On top of that, gloomy economic forecasts for 2008 could have significant financial consequences for CIOs and their IT budgets.
So with an uncertain financial outlook, it appears that CIOs will (again) be asked to do even more with even less next year. And nowhere is that more critical than with a company's core enterprise applications and software platforms.
"Globalization, rapid market change, a changing workforce and regulations have turned the desire for more agile and usable applications into a business imperative," says Sharyn Leaver, research director of business process and applications at Forrester Research. "The result: process and applications professionals are on the hook to deliver more agile and usable applications."
In addition, Jeff Woods, a research vice president at Gartner, says that mounting pressure from the business side to get "real business benefits" from enterprise systems while also taking advantage of advances in technologies such as SOA to stabilize computing environments leaves CIOs to "make strategic decisions that are more important than the ones they had to make pre-Y2K."
Here are six areas that will have a big impact on CIOs' 2008 enterprise plans.
More Application Vendor Consolidation Ahead in 2008
IBM buys Cognos.

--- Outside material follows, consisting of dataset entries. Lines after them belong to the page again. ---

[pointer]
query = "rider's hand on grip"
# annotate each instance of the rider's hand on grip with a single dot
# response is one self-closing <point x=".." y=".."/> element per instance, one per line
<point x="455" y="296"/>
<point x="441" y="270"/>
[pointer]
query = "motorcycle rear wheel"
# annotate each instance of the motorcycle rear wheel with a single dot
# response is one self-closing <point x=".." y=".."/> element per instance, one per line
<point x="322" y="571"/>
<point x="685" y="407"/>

Oracle gobbles up Hyperion. SAP swallowsBusiness Objects. HP acquires Opsware. And Microsoft buys a number of software makers.
This past year will be forever known as the year of enterprise software consolidation and acquisitions. Billions were spent by the big boys (SAP, Oracle, IBM, Microsoft) on smaller competitors that offered tantalizing application sets.
So what should CIOs expect in 2008? According to a survey from technology consultancy The 451 Group, people in the software industry expect more mergers. More than 85 percent of corporate development professionals at companies that have acquired other companies within the year said that they "expect to maintain or increase current-year levels of merger and acquisition (M&A) activity in the coming 12 months," with half of the companies expecting to increase M&A spending. The survey polled corporate development and strategy professionals from companies that collectively have spent more than $150 billion to acquire nearly 500 target companies during the past five years. Less than 10 percent of the respondents said they expect their acquisition volume to decline.